Many improv games provide this experience. One that we enjoyed a lot was three-words-at-a-time poems. We wrote group poems, our only instruction being to read what we received and add to it in a way that seemed true to what had already been written. Sitting in a circle, equipped with a piece of paper and pen, each of us wrote the first three words of a poem and then passed our paper to the next person in the circle who wrote three more words and passed the paper on again. Our papers circulated twice around the circle, with the starter of each poem contributing the last three words.
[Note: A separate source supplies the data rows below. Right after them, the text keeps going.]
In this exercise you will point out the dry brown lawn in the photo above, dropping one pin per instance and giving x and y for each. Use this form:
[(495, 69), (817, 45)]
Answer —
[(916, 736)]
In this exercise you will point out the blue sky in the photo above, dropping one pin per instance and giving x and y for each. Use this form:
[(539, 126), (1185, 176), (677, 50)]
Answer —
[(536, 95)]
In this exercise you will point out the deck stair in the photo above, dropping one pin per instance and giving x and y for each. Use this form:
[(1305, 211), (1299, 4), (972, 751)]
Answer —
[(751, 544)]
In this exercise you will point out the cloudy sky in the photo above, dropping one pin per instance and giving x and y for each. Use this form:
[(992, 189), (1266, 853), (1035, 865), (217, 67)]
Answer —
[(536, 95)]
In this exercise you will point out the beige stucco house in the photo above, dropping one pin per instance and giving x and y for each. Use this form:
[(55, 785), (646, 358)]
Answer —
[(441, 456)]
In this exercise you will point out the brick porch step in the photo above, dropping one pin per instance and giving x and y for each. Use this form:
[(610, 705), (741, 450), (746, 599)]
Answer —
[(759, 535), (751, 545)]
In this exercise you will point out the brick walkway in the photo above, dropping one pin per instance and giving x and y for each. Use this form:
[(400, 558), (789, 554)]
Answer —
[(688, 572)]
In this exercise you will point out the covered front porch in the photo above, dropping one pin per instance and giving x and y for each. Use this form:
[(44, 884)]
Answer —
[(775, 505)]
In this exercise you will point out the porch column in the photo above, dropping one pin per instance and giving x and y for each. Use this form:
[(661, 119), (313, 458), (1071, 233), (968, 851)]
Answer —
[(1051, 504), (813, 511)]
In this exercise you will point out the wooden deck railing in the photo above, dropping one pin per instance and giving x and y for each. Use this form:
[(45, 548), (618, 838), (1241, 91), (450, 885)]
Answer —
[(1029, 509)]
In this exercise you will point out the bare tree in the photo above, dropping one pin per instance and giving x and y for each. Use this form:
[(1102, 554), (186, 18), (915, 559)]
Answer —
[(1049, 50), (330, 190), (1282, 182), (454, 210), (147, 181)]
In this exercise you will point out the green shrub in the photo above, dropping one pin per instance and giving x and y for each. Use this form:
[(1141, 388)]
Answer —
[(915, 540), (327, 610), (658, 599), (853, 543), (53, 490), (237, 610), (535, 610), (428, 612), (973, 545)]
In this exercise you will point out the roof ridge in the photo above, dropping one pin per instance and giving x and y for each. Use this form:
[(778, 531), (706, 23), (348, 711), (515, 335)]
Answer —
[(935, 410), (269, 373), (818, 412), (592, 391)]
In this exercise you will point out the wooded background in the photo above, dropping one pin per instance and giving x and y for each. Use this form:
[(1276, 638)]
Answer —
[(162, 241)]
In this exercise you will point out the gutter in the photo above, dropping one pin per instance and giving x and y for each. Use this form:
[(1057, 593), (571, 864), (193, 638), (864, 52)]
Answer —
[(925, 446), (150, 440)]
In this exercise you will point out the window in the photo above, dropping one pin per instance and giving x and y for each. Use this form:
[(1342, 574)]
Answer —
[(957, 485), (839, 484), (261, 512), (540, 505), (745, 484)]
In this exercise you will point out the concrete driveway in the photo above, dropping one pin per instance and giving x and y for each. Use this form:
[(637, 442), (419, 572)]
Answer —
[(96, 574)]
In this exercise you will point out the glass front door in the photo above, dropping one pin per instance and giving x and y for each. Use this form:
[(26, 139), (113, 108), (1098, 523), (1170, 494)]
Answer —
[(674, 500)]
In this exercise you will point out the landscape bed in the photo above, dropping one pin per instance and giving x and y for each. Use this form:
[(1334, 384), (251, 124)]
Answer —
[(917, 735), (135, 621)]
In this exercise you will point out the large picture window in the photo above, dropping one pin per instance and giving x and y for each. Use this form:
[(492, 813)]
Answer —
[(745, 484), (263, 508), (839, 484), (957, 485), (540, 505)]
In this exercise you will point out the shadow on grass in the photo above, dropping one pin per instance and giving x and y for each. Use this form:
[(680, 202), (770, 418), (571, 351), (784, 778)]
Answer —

Here’s one we created together:
The cold lasagna sat on the white stool.
No because too much.
The guests departed, deflated, never to return to my sugarless, soulless party.
My hungry friends
Even hungrier for the lost moment
Of Italian goodness lingered beside
White plates and glasses.
Never host again.
I think the most satisfactory experiences I have designing, producing, and facilitating events occur when every person involved in the event contributes creatively to making the event what it becomes. It feels darn good to be part of something wonderful that an entire group of people made possible through their individual work.
Our five days together passed swiftly. Throughout our time together we had moments of play, joy, seriousness, sadness, intimacy, fun, learning, and much laughter. I love workshops like this, because they offer and support a unique experience for each participant—prescribed learning objectives are refreshingly absent, though I am sure that each person (including Ted and Lisa) took away something personally meaningful, valuable, and probably important. I have only covered some of what I experienced and enjoyed, and recommend Ted and Lisa’s skillful, supportive, and empathetic workshops to anyone who wants to explore the wonders of improv and mindfulness in a community of not-long-to-be-strangers.
I plan to be back next year; please join me!
P.S. Ted & Lisa’s excellent Monster Baby Podcast just published David Treadwell’s interview with Ted & Lisa, which was recorded during the workshop. They explain “why they offer these retreats, what the weekend usually covers, and how improv skills can lead to a better life. They also consider what keeps people from such ways of being in their normal lives and when they themselves can get into the “no” mode. David asks about how the retreat can help teachers, business professionals, and those in personal relationships before getting into the rewards and challenges of leading such retreats. Ted and Lisa offer a few specific examples of the kinds of exercises they offer and the podcast closes with a few short testimonials from this year’s participants. And if you keep listening past the apparent end, there’s a hidden bonus track improvised performance from Ted and Lisa!”